To ensure DEGs function, we performed GO enrichment analysis (Additional file 8). The DEGs were mainly enriched in 244 biological processes, mainly including the regulation of immune system process (GO:0002682), regulation of response to stimulus (GO:0048583), and lymphocyte activation (GO:0046649), of which the immune-related GO term accounted for the most (Additional file 9).
KEGG pathway enrichment analysis were employed to further define DEGs function in duckling liver after DHAV-3 infection (Additional file 10). The top 20 significant enrichment KEGG pathways are listed in Additional file 11 according to q-value < 0.05. Five functional categories were identified to potentially play important roles associated with DHAV-3 infection, including cytokine-cytokine receptor interaction (ko04060), Jak-STAT signaling pathway (ko04630), Toll-like receptor signaling pathway (ko04620), Influenza A (ko05164), and apoptosis (ko04210). These results suggested that genes in these pathways may play an important role in response to DHAV-3 infection in ducklings.
Integrated analysis of DEMs and DEGs
The correlation between miRNAs and mRNAs was performed on the basis of the miRNA and transcriptome sequencing. To construct miRNA-mRNA networks, the genes identified as putative targets of DEMs which were also differentially expressed in transcriptome were selected as the candidate target genes. According to the negative correlation principle of miRNA and mRNA, we anticipate an inverse relationship between the miRNAs and their target genes. On the basis of these criteria, 19,606 miRNA-mRNA interactions with the involvement of 155 DEMs and 4,484 DEGs were identified (Additional file 12).

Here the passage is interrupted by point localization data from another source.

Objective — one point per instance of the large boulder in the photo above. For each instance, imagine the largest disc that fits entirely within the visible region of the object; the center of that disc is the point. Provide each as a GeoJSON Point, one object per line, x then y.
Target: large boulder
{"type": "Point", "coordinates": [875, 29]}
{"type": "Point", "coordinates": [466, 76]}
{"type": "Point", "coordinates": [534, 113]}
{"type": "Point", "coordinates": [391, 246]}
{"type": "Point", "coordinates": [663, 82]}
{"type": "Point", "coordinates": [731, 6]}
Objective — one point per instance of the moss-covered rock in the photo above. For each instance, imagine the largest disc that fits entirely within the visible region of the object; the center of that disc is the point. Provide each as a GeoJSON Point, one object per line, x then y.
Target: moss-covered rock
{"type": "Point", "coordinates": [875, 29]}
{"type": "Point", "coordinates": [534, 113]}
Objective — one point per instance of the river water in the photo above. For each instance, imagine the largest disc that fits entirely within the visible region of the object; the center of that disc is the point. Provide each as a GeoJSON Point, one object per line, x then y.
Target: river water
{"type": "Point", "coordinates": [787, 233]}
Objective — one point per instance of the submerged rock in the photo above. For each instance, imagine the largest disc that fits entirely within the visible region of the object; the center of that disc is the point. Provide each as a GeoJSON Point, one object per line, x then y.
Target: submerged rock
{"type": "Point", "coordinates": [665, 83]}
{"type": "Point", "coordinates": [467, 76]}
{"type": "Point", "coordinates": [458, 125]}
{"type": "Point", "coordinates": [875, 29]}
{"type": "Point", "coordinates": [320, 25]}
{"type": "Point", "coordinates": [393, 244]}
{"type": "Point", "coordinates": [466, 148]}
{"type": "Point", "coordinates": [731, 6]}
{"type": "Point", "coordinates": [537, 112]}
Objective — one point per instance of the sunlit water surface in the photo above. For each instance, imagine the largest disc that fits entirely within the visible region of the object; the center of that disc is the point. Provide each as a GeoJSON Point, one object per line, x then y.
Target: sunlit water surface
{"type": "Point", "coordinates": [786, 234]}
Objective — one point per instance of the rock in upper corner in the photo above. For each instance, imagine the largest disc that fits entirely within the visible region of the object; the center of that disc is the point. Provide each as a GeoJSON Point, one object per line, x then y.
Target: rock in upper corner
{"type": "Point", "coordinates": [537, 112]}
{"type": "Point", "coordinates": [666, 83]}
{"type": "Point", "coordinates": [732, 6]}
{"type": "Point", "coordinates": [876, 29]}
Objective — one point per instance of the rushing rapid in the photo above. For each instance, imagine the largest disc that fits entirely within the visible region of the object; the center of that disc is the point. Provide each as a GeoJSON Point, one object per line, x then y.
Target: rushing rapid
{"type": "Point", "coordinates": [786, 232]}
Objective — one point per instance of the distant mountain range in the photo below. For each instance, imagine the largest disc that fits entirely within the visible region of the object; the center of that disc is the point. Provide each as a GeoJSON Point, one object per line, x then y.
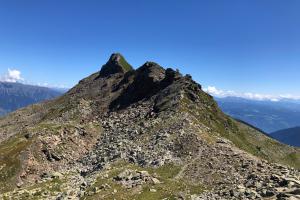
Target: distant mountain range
{"type": "Point", "coordinates": [266, 115]}
{"type": "Point", "coordinates": [289, 136]}
{"type": "Point", "coordinates": [16, 95]}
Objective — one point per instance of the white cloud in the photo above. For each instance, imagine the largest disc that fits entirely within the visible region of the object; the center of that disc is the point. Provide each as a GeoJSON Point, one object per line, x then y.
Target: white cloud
{"type": "Point", "coordinates": [248, 95]}
{"type": "Point", "coordinates": [12, 76]}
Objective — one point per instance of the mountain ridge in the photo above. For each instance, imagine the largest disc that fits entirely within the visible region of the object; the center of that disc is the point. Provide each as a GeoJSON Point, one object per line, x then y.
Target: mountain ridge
{"type": "Point", "coordinates": [139, 134]}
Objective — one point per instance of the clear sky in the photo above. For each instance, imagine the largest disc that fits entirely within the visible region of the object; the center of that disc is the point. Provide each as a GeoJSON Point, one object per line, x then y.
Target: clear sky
{"type": "Point", "coordinates": [239, 45]}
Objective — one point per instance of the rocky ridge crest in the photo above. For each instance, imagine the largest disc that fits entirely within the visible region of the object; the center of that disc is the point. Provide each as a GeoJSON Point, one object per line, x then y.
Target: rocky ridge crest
{"type": "Point", "coordinates": [136, 134]}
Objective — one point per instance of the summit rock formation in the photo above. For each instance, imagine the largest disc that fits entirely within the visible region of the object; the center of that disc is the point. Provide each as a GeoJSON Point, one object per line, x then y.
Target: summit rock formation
{"type": "Point", "coordinates": [149, 133]}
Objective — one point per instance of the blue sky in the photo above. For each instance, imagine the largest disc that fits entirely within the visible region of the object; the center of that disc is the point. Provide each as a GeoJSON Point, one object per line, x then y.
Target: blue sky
{"type": "Point", "coordinates": [241, 46]}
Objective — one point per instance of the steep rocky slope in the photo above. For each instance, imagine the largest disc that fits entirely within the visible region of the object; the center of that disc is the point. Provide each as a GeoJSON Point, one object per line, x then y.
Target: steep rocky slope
{"type": "Point", "coordinates": [148, 133]}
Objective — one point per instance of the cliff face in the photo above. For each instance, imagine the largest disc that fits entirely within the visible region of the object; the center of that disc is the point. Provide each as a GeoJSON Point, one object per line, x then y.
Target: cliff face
{"type": "Point", "coordinates": [148, 133]}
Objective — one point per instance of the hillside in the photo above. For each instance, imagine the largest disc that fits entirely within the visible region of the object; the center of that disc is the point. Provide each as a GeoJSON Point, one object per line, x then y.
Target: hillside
{"type": "Point", "coordinates": [265, 115]}
{"type": "Point", "coordinates": [16, 95]}
{"type": "Point", "coordinates": [290, 136]}
{"type": "Point", "coordinates": [149, 133]}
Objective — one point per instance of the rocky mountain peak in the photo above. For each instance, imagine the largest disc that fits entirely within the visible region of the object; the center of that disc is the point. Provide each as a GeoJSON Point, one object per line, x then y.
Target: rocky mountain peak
{"type": "Point", "coordinates": [138, 133]}
{"type": "Point", "coordinates": [115, 64]}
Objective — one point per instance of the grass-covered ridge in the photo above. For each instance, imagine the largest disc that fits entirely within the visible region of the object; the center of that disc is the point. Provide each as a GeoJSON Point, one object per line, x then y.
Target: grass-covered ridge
{"type": "Point", "coordinates": [169, 188]}
{"type": "Point", "coordinates": [242, 136]}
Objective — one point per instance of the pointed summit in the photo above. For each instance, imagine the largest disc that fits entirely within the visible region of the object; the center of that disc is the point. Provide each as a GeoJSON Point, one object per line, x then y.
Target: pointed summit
{"type": "Point", "coordinates": [115, 64]}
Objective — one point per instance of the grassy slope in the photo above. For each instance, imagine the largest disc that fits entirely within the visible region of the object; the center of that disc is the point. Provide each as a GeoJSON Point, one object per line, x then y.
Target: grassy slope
{"type": "Point", "coordinates": [243, 136]}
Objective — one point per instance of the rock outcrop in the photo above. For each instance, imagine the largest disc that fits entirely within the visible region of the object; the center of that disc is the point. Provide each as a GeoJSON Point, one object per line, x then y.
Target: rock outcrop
{"type": "Point", "coordinates": [148, 133]}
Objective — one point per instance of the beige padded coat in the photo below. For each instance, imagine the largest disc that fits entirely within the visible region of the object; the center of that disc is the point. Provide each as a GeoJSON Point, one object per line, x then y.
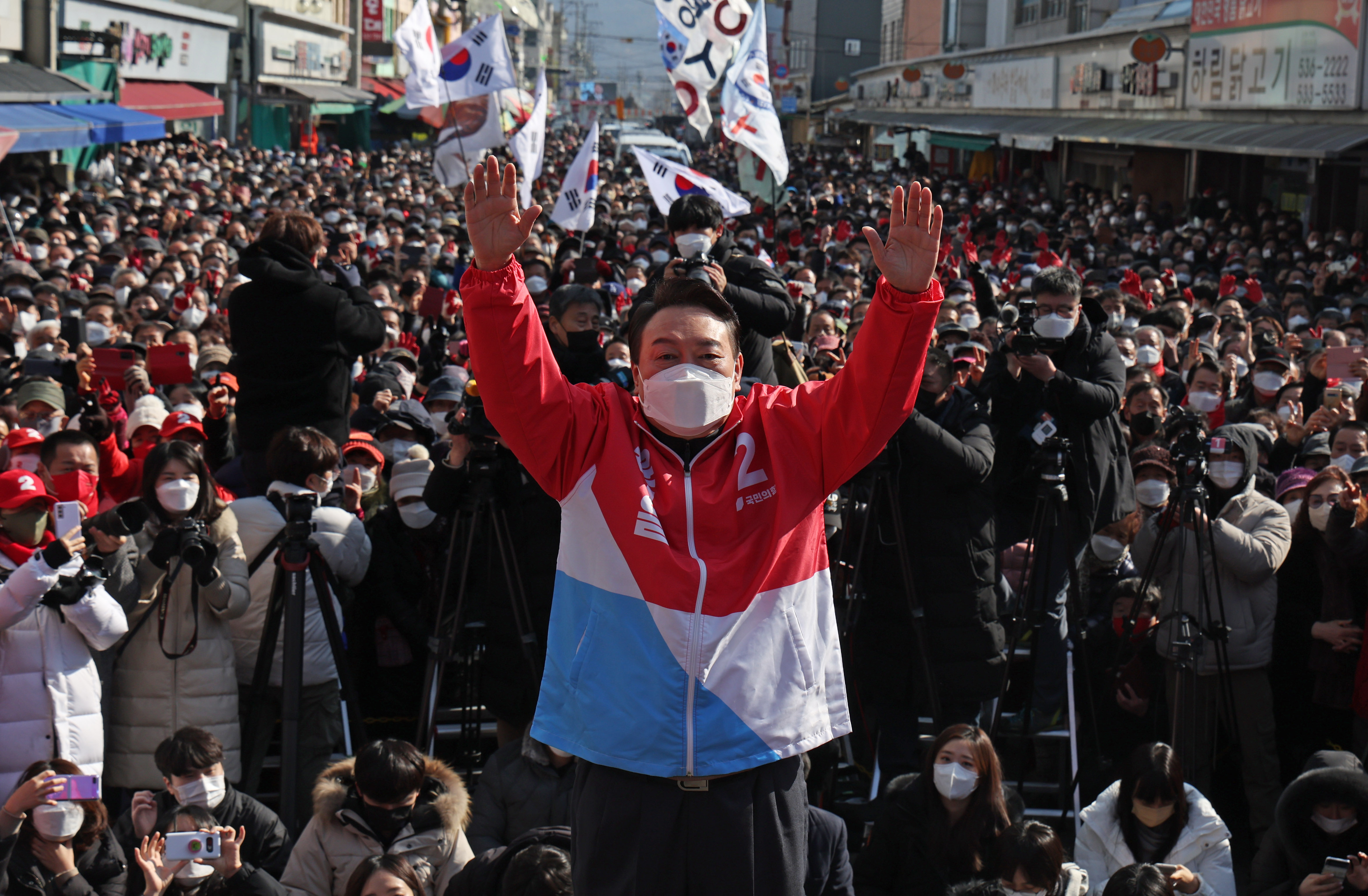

Functional enrichment analysis of genes in these negatively correlated miRNA-mRNA pairs provided us with an overall clue of their functional roles during DHAV-3 infection in ducklings. Among the top 20 significantly enriched GO terms in biological process, immune- and signal-related terms were also the majority (Figure 6A). Pathway analysis helps to gain a better understanding of the biological function of genes. The KEGG pathway analysis demonstrated that the target genes of 155 DEMs were significantly associated with cytokine-cytokine receptor interaction (ko04060), apoptosis (ko04210), Toll-like receptor signaling pathway (ko04620), FoxO signaling pathway (ko04068), and Jak-STAT signaling pathway (ko04630) (Figure 6B). Partial miRNA-mRNA interaction network of these pathways which are associated with DHAV-3 and host interactions were generated in Figure 7, using the Cytoscape network construction software.
Quantitative RT-PCR validation of significant DEMs and DEGs
Quantitative RT-PCR was performed to further investigate the differentially expressed miRNAs and mRNAs from sequencing data. Ten DEMs (including nine known miRNAs and a novel candidate miRNA) and ten DEGs were randomly selected for validation. Overall, the results analyzed by qPCR were in accordance with the high-throughput sequencing data, confirming the reliability of the sequencing technique used in this work (Figure 3B and Figure 5B).